The great thing is, I was finally VISUALLY able to test out the global synapse degradation scheme. I jacked up the time frame so the synapses degraded much more quickly than normal, turned the brain on and let it just sit, with no input being fed into it. I slowly watched as strong synaptic links weakened over time into green links due to lack of exposure to “virtual neurotrophins”.

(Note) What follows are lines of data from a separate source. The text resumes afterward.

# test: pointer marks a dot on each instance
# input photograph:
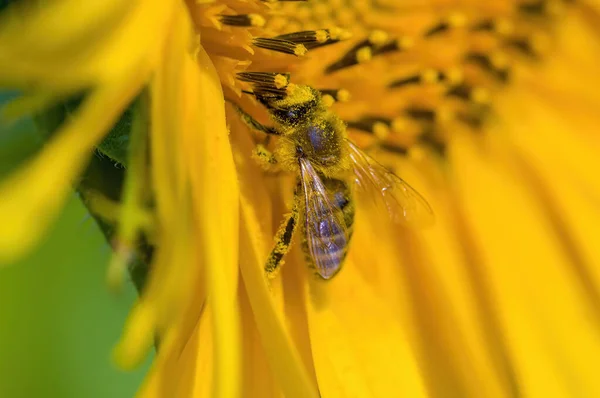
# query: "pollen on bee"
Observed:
(280, 45)
(243, 20)
(364, 54)
(381, 131)
(343, 95)
(378, 37)
(430, 76)
(332, 96)
(280, 81)
(328, 100)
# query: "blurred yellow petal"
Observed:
(67, 44)
(32, 196)
(551, 337)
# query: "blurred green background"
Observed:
(58, 321)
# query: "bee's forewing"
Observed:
(401, 201)
(326, 233)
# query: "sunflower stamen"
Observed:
(243, 20)
(377, 44)
(313, 38)
(279, 45)
(265, 83)
(491, 64)
(428, 76)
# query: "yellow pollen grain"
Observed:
(503, 27)
(364, 54)
(443, 114)
(398, 125)
(499, 60)
(303, 14)
(480, 95)
(277, 23)
(457, 20)
(321, 11)
(555, 8)
(297, 94)
(257, 20)
(381, 131)
(337, 33)
(378, 37)
(362, 5)
(321, 36)
(454, 76)
(539, 43)
(280, 81)
(328, 100)
(417, 153)
(429, 76)
(345, 16)
(406, 42)
(300, 50)
(343, 95)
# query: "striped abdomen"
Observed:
(331, 257)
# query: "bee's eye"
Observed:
(316, 136)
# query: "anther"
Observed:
(244, 20)
(265, 84)
(494, 64)
(531, 46)
(365, 50)
(279, 45)
(336, 95)
(378, 126)
(312, 38)
(477, 95)
(428, 76)
(456, 20)
(498, 26)
(276, 80)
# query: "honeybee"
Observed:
(312, 142)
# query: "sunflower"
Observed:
(487, 109)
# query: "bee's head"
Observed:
(297, 106)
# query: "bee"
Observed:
(312, 142)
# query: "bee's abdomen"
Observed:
(333, 257)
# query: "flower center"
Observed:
(413, 72)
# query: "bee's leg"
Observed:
(264, 157)
(252, 123)
(283, 239)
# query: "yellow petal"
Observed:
(358, 342)
(215, 194)
(31, 197)
(67, 44)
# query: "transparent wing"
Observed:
(326, 232)
(403, 204)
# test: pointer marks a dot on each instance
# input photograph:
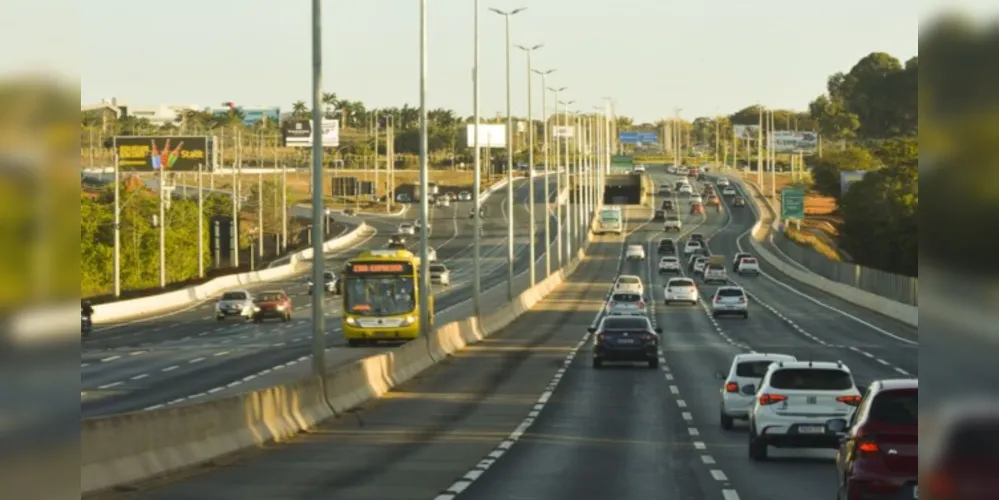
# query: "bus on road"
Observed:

Then I regenerated the same net but this time touched Milo’s antenna, and watched in amazement as neuralogical activity burst to life. It’s hard to tell from this picture, but if you watch it while it’s spinning around you can tell that activity happens primarily along strong links and seldomly along weak links, which is expected in the current scheme:

The one problem with the synapse visualization is for anything but small matrices. After a certain point there are so many synapses that it floods the screen, making the visualization not only useless but also extremely slow.

Pretty neat to look at though, for a moment I felt like I was looking at real neurons, it kind of sent a shiver up my back.

Anyway, thanks to the visualization code I can safely say that everything so far is working the way it should be, now onto fixing the synapse modification – very excited!!